FATIGABILITY COMPARED MEN AND WOMEN INDUCED ACCORDING TO THE DISTANCE TRAVELED ON AN ULTRA-MARATHON IN THE MOUNTAINS
Trainee: Thibault Besson and Frederic Sabater (PhD Students)
Extreme fatigue, as evidenced by acute physiological consequences of ultra-marathon running, is still under-investigated in women. Some studies have suggested that the amount of fatigue attributable to peripheral and central mechanisms varies between males and females; however, results are contradictory. Two studies from our lab conducted in 2009 and 2012 showed that a large part of fatigue induced by a mountain ultra-marathon could be attributed to central fatigue and that females exhibited less peripheral fatigue in the plantar flexors than males did after a 110-km ultra-trail-running race but the literature is quite scare on the topic.

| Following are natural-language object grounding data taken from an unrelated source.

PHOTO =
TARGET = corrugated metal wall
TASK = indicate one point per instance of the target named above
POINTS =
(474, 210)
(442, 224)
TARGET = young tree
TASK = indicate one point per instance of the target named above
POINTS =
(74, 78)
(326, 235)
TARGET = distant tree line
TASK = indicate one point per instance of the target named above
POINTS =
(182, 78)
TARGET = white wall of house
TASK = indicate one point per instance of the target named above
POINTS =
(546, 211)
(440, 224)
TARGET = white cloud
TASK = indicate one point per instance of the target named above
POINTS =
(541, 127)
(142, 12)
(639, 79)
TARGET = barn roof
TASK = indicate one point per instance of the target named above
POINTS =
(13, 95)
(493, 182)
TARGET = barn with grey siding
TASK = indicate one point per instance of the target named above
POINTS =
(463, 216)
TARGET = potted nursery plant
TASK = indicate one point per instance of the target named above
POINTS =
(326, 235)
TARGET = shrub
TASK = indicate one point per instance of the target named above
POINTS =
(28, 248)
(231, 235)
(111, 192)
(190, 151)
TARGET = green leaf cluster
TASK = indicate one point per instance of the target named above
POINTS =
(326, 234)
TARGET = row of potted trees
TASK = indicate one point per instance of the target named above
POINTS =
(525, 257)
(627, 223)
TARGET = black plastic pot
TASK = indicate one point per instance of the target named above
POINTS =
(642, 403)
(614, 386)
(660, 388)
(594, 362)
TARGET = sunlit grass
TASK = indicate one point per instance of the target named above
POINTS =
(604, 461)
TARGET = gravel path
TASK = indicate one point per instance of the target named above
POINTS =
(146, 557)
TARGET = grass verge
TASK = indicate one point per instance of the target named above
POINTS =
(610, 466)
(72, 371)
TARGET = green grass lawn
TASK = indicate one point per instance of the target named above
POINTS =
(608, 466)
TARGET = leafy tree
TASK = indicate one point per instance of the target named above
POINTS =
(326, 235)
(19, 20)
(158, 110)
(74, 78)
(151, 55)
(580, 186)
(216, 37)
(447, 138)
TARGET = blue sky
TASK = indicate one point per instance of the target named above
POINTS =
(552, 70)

These findings need to be confirmed and it must also be determined whether or not this results is valid for shorter distances. Thus, the main purpose of the present project is to investigate whether sex differences in neuromuscular fatigue measured in isometric mode on knee extensors and plantar flexors as well as in dynamic mode depends on the distance (< 60 km vs > 100 km). The evolution of running biomechanics (including soft-tissue vibrations) and energy cost of running will also be compared between males and females in function of the race distance. In addition, hemorheological and inflammatory profiles will also be investigated in both men and women.
Key words: ultra-endurance, central and peripheral fatigue, haemorheology, muscle damage, force/velocity profile, vibration, running biomechanics, running economy.